Certamente da sempre questo è stato considerato a Cupramontana un cru naturale. Si ritrova nei documenti storici e nelle narrazioni orali. Zona «da sole», priva di ristagni di umidità. Con un’ottima ventilazione e una buona altezza sul livello del mare a garantire escursioni notevoli fra il giorno e la notte.
Si vendemmia prima che altrove, in contrada San Michele. E i vini sanno di erbe aromatiche e scorze d’arancio. Camminarci è uno spettacolo, specie in quelle giornate
terse che esaltano i profili delle colline, amplificando gli spazi e disegnando i contorni di un ambiente agricolo dove ancora è tangibile il paesaggio della mezzadria marchigiana: i piccoli appezzamenti, l’alternarsi di colture diverse, le residuali zone boscose, le innumerevoli abitazioni contadine. La classica azienda multifunzionale tipica della mezzadria, spesso quasi del tutto autosufficiente, dove si coltivavano al tempo stesso seminativi, ortaggi, vigna e oliveto, dove nelle stalle un paio di bestie della razza marchigiana scaldavano gli ambienti e qualche maiale garantiva l’apporto annuale di grassi e carne a buon mercato, ha preservato in queste vallate, nonostante tutto, una biodiversità invidiabile.
Se San Michele è il cru di questo terroir, Cupramontana è il village. Un paese che avrebbe potuto essere la Chablis d’Italia e non lo è stata. Per le troppe occasioni perdute, per certi casi della storia, per un’antropologia tutta particolare.

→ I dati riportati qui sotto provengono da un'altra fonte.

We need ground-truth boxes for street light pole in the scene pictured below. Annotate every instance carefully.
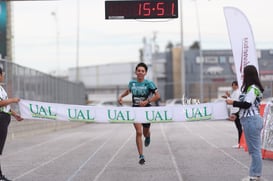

Eppure qui il vino, e specie quello bianco, ha un’importanza ancora oggi difficile da riscontrare altrove, scolpendo il carattere degli abitanti di questi luoghi. Difficile convincere un vero cuprense a bere altro che il Verdicchio, e in particolare il Verdicchio di Cupramontana. Vitigno eccezionale, unico, capace di dare splendide basi spumanti, grandi vini bianchi secchi da invecchiamento cosi come ottimi vini passiti, il Verdicchio a Cupramontana si esprime in mille modi diversi, a seconda dei versanti, delle esposizioni, dei terreni, delle stagioni. (Non è il vino dell’enologo – Lessico di un vignaiolo che dissente, Corrado Dottori, DeriveAprrodi srl, 2013)

Cos’è per te la biodinamica?

Nel mio lavoro di agricoltore mi imbatto piuttosto rapidamente nella biodinamica. Non poteva essere altrimenti.
Data la mia formazione classica e «filosofica» resto subito colpito dall’approccio steineriano all’agricoltura. Cerco di filtrarlo attraverso la mia sensibilità, molto lontana per tanti versi da quella visione del mondo. Mi iscrivo all’Associazione Biodinamica, cerco di capire come funziona il calendario di Maria Thun, imparo a fare il preparato 500 (il cornoletame) in un’azienda dell’urbinate.
Un giorno da noi viene Stefano Bellotti, uno dei padri della biodinamica in Italia, per un seminario. Proietta diapositive, cammina con noi nei vigneti. Spiega. Chiarisce. Sono affascinato. Tento di approfondire. Cristallizzazioni sensibili. Trigoni astronomici. I preparati.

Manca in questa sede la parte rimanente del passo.